Intervista di Gianluca Clerici
Pop in rosa come nelle perfette scuole di questa nuova scena d’autore italiana. Con Giulia Pratelli torno ad ascoltare un sanon pop leggero italiano ispirato della vita che scorre e delle emozioni. Una produzione artistica firmata da Zibba e poi quel sapore di esterofilia che sempre mi piace avvertire ogni volta che alla bella melodia italiana subentrano scelte un poco ardite, se proprio volessi seguire i dettami del bel pop nostrano. Dai giovanissimi della scena c’è sempre tanta ispirazione da lasciar correre. E allora spazio alle risposte di Giulia Pratelli alle consuete domande di Just Kids Society:
Fare musica per lavoro o per se stessi. Tutti puntiamo il dito alle seconda ma poi tutti vorremmo che diventasse anche la prima. Secondo te qual è il confine che divide le due facce di questa medaglia?

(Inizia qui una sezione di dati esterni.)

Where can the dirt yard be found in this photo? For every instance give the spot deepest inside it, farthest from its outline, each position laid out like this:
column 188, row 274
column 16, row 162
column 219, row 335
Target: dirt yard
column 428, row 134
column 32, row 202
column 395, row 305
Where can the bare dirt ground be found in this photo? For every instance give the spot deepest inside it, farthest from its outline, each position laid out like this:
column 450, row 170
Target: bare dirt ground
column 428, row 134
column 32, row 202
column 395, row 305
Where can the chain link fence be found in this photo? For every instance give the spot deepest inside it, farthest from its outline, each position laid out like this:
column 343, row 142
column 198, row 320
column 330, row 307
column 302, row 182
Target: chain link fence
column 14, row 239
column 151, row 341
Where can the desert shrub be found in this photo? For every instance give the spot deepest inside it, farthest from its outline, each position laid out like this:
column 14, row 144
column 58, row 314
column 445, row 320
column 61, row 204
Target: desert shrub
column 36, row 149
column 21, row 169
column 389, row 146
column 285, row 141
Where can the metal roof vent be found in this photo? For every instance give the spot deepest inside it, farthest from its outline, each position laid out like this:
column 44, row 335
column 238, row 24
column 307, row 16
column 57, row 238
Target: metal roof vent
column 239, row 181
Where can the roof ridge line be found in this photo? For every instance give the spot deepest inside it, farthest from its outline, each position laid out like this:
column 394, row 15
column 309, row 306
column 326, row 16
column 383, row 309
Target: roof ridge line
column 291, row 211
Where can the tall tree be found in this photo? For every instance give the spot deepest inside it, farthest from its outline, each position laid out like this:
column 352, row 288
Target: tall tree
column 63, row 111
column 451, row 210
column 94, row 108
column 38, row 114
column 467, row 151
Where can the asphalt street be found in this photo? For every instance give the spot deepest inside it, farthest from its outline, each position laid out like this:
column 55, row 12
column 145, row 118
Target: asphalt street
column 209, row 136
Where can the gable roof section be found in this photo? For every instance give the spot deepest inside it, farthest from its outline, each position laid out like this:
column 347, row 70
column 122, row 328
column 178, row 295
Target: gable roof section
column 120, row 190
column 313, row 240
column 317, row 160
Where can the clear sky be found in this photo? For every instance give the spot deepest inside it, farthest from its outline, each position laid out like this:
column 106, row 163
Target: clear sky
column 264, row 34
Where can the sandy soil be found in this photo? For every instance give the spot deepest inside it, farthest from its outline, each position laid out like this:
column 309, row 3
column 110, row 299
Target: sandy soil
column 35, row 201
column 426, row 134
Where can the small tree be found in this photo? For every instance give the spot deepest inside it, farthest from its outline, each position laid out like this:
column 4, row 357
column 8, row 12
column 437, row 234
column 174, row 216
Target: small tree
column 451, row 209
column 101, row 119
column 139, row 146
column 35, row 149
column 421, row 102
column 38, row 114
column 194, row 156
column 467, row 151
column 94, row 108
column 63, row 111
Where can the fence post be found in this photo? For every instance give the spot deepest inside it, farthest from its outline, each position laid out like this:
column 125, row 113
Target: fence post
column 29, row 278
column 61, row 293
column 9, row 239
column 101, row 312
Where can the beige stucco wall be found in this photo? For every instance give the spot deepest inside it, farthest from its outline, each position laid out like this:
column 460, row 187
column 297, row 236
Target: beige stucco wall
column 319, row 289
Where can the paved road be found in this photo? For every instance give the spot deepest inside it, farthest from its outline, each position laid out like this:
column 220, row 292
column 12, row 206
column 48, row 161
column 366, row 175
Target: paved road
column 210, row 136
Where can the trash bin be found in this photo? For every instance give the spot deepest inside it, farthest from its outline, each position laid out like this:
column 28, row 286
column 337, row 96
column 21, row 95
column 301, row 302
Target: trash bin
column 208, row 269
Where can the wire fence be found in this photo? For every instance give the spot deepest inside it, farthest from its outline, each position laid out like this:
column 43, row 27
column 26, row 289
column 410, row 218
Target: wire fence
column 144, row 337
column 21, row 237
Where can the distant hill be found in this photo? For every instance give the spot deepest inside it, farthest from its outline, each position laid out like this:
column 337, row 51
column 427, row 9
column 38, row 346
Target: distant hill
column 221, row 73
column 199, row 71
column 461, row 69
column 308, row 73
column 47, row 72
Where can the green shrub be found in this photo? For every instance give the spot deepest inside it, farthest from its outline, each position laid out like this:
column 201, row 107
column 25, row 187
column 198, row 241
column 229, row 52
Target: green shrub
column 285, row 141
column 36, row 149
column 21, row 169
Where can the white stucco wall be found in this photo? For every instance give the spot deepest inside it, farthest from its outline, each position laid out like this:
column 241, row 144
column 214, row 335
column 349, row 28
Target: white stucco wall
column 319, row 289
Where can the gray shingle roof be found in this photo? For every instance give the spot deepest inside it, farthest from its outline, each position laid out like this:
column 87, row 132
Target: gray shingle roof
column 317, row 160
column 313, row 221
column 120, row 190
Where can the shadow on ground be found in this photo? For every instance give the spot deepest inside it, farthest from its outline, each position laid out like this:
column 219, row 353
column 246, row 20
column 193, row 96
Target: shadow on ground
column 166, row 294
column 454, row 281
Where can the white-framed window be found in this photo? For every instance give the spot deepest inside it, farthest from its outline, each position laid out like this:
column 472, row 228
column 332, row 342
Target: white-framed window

Non credo che tutti vogliano fare della musica un lavoro. Conosco molte persone che continuano a coltivare la passione per la musica nonostante facciano un altro mestiere. La musica non deve richiedere per forza un impegno assoluto. Non so bene da cosa dipenda, nel mio caso ho sentito che questa era la strada che volevo percorrere, ho sentito che non mi bastava dedicare alla mia più grande passione solo qualche ora a settimana. Non sono riuscita a pensarla come una cosa diversa dalla mia vita. Per questo sto provando a far sì che una cosa così importante per me possa davvero diventare il mio lavoro.
Crisi del disco e crisi culturale. A chi daresti la colpa? Al pubblico, al mercato, alle radio o ai magazine?
Più che una risposta, per questa domanda servirebbe un saggio intero… Non so a chi dare la “colpa”, penso sia più un insieme di fattori che vede coinvolte tutte le parti che hai citato tu. A mio avviso la crisi non riguarda la musica in sé (o l’arte in genere) ma ciò che la circonda: dischi belli ci sono in giro, anche fuori dai circuiti mainstream. E’ cambiato il livello di attenzione, la velocità dell’ascolto… ma finché ci sono le belle canzoni, la “crisi” si può superare.
Secondo te l’informazione insegue il pubblico oppure è l’informazione che cerca in qualche modo di educare il suo pubblico?
Entrambe le cose probabilmente: si cerca di assecondare il gusto per cercare di avere una maggiore risposta, ma allo stesso tempo l’informazione e la pubblicità intervengono anche per plasmarlo o per introdurre novità.
La musica di Giulia Pratelli in qualche modo rispetta a pieno i cliché del pop italiano con timidi slanci verso un’attualità “indie”. In qualche modo si arrende al mercato oppure cerca altrove un senso? E dove?
Abbiamo fatto il disco che volevamo fare, dando voce a quello che sentivamo. Non abbiamo pensato di conformarci a qualche cliché o di stravolgere la proposta musicale: ci sono cose che avevano senso con una veste più “classica” ed altre che richiedevano suoni più decisi, synth e elettronica. Abbiamo semplicemente cercato di dare alle canzoni il loro vestito migliore.
In poche parole…di getto anzi…la prima cosa che ti viene in mente: la vera grande difficoltà di questo mestiere?
Far capire che è davvero un mestiere e non un passatempo.
E se avessi modo di risolvere questo problema, pensi che basti?
Premettendo che, a mio avviso, si tratta di un problema difficilmente risolvibile, perché richiederebbe una diversa educazione, attenzione e sensibilità (che si diffondono a fatica e in tempi certo non brevi), non so se potrebbe veramente “bastare” ma penso che sarebbe comunque un ottimo punto di partenza.
Finito il concerto di Giulia Pratelli: secondo te il fonico, per salutare il pubblico, che musica di sottofondo dovrebbe mandare?
Quella che preferisce! Sarebbe bello se si lasciasse ispirare dall’atmosfera creata sul palco durante il concerto, senza troppi vincoli.